Il ne faut pas oublier de rappeler que le film est une démonstration technique, comme souvent chez Bayona. Pour le bon : ce qui impressionne ce sont les escarres, les gerçures, les peaux crasseuses brûlées par le soleil, les dents abîmées, voire qui se déchaussent, les infections variées, l’urine marron, les vêtements arrachés. Cette carcasse de cage thoracique. C’est criant de réalisme. Pour le plus discutable, disons : c’est un défilé de mouvements de caméra, de grand angle. C’est du cinéma grue, travelling, fisheye si on voulait être un peu méchant. Un cinéma grandiloquent à la Cameron. Cela peut irriter, mais si on accepte le voyage c’est fabuleux.

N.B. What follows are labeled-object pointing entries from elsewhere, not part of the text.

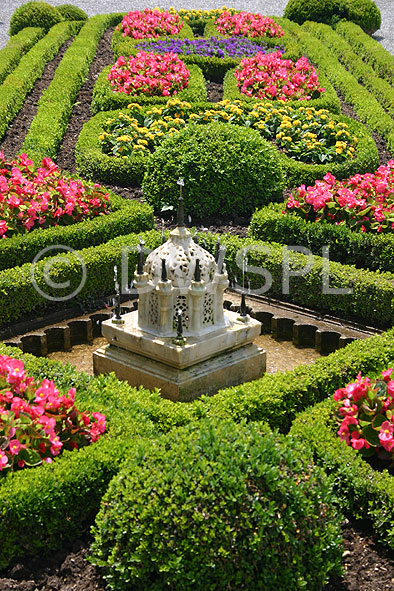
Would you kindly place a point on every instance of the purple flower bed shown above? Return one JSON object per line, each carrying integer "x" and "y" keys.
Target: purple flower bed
{"x": 234, "y": 47}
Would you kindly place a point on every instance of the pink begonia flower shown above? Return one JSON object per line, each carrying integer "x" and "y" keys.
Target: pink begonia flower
{"x": 3, "y": 460}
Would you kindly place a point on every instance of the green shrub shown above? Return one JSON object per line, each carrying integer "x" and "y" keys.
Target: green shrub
{"x": 57, "y": 101}
{"x": 21, "y": 80}
{"x": 368, "y": 251}
{"x": 201, "y": 508}
{"x": 366, "y": 106}
{"x": 16, "y": 48}
{"x": 363, "y": 12}
{"x": 126, "y": 216}
{"x": 104, "y": 99}
{"x": 34, "y": 14}
{"x": 69, "y": 12}
{"x": 362, "y": 491}
{"x": 225, "y": 169}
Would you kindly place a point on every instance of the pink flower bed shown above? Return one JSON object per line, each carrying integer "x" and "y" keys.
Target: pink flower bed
{"x": 149, "y": 74}
{"x": 364, "y": 202}
{"x": 150, "y": 23}
{"x": 365, "y": 415}
{"x": 247, "y": 24}
{"x": 36, "y": 421}
{"x": 33, "y": 197}
{"x": 268, "y": 76}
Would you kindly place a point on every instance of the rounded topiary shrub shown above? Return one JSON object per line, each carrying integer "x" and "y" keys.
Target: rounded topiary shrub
{"x": 69, "y": 12}
{"x": 364, "y": 13}
{"x": 217, "y": 507}
{"x": 225, "y": 168}
{"x": 34, "y": 14}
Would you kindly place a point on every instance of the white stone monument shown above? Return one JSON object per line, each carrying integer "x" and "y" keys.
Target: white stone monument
{"x": 181, "y": 339}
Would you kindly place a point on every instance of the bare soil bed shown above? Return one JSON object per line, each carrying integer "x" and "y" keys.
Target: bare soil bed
{"x": 368, "y": 565}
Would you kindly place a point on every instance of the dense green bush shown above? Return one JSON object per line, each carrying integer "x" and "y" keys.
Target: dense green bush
{"x": 21, "y": 80}
{"x": 200, "y": 509}
{"x": 34, "y": 14}
{"x": 362, "y": 491}
{"x": 125, "y": 217}
{"x": 57, "y": 101}
{"x": 16, "y": 48}
{"x": 225, "y": 169}
{"x": 369, "y": 250}
{"x": 69, "y": 12}
{"x": 364, "y": 13}
{"x": 104, "y": 99}
{"x": 366, "y": 106}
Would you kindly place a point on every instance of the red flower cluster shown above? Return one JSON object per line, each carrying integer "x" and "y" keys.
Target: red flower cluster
{"x": 149, "y": 74}
{"x": 150, "y": 23}
{"x": 247, "y": 24}
{"x": 42, "y": 197}
{"x": 36, "y": 421}
{"x": 364, "y": 202}
{"x": 365, "y": 415}
{"x": 268, "y": 76}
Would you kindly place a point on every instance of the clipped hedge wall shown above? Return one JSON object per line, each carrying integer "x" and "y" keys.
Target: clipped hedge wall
{"x": 373, "y": 53}
{"x": 371, "y": 301}
{"x": 363, "y": 73}
{"x": 16, "y": 48}
{"x": 327, "y": 100}
{"x": 362, "y": 491}
{"x": 200, "y": 508}
{"x": 19, "y": 83}
{"x": 126, "y": 216}
{"x": 104, "y": 99}
{"x": 365, "y": 105}
{"x": 45, "y": 507}
{"x": 57, "y": 101}
{"x": 369, "y": 251}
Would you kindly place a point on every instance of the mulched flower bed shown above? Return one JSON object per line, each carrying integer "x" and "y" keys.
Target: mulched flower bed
{"x": 369, "y": 566}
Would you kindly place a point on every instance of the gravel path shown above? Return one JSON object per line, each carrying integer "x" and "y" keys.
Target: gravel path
{"x": 269, "y": 7}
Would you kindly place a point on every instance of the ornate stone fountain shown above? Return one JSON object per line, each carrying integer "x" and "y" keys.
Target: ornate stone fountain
{"x": 181, "y": 339}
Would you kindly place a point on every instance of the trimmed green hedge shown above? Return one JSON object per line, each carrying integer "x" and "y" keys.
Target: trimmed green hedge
{"x": 19, "y": 83}
{"x": 361, "y": 491}
{"x": 366, "y": 106}
{"x": 327, "y": 100}
{"x": 370, "y": 250}
{"x": 371, "y": 301}
{"x": 16, "y": 48}
{"x": 57, "y": 101}
{"x": 104, "y": 99}
{"x": 373, "y": 52}
{"x": 126, "y": 216}
{"x": 363, "y": 73}
{"x": 218, "y": 506}
{"x": 45, "y": 507}
{"x": 93, "y": 163}
{"x": 123, "y": 45}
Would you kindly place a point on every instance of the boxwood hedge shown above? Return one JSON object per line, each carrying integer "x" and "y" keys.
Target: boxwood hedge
{"x": 126, "y": 216}
{"x": 362, "y": 491}
{"x": 104, "y": 99}
{"x": 370, "y": 250}
{"x": 370, "y": 300}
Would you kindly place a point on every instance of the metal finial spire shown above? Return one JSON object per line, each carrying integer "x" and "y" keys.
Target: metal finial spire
{"x": 163, "y": 270}
{"x": 197, "y": 271}
{"x": 181, "y": 209}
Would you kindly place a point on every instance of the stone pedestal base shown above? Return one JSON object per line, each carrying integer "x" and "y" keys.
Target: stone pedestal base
{"x": 207, "y": 377}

J’ai l’air d’être un peu dur envers le film et pourtant j’ai adoré, je l’ai déjà revu. J’ai surtout été fasciné par son ambition romanesque assez grisante, qui a le mérite de me replonger dans cette histoire qui m’a toujours fasciné, au point où je me suis procuré le livre écrit par Fernando Parrado : Une merveille. Et le film tient admirablement sur la durée, pas un bout de gras.
Son sujet, finalement, c’est moins la tragédie que cette idée paradoxale de miracle des Andes. C’est donc son rapport à Dieu. C’était déjà très prégnant dans Les Survivants, cette crise de foi, mais ici, on sent que ça lui tient à cœur à Bayona. S’il choisit Numa, comme conteur, c’est aussi parce que c’est celui qui au préalable se refuse à manger, celui qui n’a pu trouver d’accord avec son dieu. Le miracle c’est l’offrande des corps pour la survie des vivants. Le film devient précieux dans son rapport à Dieu tant il admet que Dieu se trouvait dans chacun d’eux. C’est un beau personnage en décalage, qui vise sans arrêt les cieux. Très malickien comme figure. Et c’est donc en partie grâce à lui si l’ultime expédition est une réussite. Grâce à son corps. Alors cette sensation d’être manipulé par un point de vue impossible s’évapore, la parole des héros est immortelle.